The Bybee Creek Fire has burned close to the rim of the Crater Lake caldera in southwest Oregon. The 720-acre fire, when throwing out burning embers up to a half mile ahead, created one spot fire inside the caldera in Crater Lake National Park.
Information released by the Type 3 incident management team Wednesday morning reported that a fireline has been completed around the entire fire, but some of it is indirect. Firefighters will burn out the fuel between the line and the fire as soon as conditions are favorable.
A Type 1 incident management team has been ordered and some of its members were on scene Wednesday morning. A decision will be made, in light of the current state of the fire, if the Type 1 team will assume command of the fire.
The fire is burning in the scar from the 2006 Bibee Fire. One of the objectives of the incident management team is to keep the fire east of the Pacific Crest Trail, which is closed near the fire.
The Rim Village and National Park Headquarters are under a Level 1 evacuation notice — be ready to leave immediately.

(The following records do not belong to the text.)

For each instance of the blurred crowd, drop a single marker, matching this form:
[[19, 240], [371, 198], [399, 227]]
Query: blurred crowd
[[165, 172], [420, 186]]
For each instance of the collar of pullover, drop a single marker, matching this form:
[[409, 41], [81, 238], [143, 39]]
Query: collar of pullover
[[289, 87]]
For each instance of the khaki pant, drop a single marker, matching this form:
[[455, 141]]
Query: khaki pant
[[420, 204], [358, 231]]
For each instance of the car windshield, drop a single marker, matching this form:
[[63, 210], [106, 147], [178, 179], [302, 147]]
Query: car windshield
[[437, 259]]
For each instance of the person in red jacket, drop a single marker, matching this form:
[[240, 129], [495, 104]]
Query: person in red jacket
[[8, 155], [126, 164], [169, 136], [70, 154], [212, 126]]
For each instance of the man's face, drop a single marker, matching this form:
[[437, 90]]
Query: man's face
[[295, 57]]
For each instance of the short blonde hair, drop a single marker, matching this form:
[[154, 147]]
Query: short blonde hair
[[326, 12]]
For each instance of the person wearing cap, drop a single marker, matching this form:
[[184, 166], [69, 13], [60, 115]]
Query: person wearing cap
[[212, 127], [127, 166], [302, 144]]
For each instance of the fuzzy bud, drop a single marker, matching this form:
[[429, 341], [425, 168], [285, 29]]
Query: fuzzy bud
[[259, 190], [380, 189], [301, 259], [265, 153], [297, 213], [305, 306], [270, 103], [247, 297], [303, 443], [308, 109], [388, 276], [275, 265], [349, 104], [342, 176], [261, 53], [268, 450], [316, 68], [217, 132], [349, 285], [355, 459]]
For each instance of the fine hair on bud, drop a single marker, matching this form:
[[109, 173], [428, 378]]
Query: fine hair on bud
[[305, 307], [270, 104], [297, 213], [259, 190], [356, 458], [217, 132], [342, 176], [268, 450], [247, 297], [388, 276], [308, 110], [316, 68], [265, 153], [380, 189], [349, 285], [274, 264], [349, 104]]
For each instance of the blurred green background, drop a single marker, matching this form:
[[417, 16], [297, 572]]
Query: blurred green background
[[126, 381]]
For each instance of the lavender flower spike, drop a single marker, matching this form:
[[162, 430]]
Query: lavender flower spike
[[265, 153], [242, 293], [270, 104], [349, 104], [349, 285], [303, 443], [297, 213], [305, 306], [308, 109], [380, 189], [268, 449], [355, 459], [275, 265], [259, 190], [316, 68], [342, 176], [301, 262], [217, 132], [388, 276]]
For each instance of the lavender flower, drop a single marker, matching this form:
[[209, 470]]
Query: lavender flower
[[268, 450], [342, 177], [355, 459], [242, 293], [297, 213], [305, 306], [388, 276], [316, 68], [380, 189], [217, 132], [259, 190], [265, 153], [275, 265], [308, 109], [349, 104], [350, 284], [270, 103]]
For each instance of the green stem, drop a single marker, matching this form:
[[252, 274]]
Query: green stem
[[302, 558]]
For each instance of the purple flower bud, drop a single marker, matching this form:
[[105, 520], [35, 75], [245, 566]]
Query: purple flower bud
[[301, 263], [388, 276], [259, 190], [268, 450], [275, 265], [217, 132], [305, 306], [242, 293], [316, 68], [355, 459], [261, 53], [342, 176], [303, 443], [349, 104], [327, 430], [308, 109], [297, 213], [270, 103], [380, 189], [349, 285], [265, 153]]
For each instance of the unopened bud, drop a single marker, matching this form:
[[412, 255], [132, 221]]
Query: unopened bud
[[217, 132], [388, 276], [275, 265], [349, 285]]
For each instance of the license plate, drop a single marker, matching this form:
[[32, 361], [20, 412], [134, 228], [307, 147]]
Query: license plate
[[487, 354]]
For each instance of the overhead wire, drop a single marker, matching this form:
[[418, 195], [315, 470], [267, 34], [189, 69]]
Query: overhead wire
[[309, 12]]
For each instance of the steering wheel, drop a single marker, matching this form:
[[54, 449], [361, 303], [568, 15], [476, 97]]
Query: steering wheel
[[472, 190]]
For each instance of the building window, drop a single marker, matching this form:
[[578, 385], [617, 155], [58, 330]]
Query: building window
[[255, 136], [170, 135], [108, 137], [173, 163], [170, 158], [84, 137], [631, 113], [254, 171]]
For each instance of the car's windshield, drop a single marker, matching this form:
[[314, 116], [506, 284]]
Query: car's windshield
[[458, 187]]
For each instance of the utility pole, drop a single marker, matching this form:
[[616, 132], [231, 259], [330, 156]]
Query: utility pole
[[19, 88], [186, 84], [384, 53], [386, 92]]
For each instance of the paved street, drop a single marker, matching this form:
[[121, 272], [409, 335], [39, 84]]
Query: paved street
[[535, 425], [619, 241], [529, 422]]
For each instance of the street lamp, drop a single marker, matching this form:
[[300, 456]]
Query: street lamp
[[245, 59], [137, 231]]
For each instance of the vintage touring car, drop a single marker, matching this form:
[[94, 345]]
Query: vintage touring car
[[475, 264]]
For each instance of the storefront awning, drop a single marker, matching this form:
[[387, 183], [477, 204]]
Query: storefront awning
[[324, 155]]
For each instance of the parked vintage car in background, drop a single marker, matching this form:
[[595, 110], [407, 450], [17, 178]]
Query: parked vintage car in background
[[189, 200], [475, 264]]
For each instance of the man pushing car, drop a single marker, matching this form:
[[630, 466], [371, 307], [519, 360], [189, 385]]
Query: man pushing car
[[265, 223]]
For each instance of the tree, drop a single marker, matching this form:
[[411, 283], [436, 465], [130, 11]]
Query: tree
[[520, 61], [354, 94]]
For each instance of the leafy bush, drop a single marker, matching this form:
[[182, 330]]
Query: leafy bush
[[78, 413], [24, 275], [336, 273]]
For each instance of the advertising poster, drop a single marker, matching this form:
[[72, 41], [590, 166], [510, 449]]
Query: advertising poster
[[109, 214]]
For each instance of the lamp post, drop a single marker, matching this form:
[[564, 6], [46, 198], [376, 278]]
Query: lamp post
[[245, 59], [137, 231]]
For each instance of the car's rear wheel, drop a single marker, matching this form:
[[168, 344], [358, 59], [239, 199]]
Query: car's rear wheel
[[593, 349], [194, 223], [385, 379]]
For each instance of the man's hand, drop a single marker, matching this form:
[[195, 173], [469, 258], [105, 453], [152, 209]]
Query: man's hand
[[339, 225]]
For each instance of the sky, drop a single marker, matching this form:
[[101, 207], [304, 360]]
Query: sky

Two water-scooping CL-415 air tankers, helicopters, and large air tankers have been assisting the firefighters on the ground. We asked spokesperson Lucinda Nolan if the helicopters were obtaining water from Crater Lake and she said “Gosh, no.” The scoopers are using water from Lost Creek Lake 27 miles southeast of the fire. Ms. Nolan said the air tankers have been dropping fugitive retardant which fades quickly to become nearly invisible, and water.
Fire Aviation has photos of the scoopers and other air tankers which have been based at the Medford, Oregon airport.
The park is still open, but a section of the West Rim Road is closed.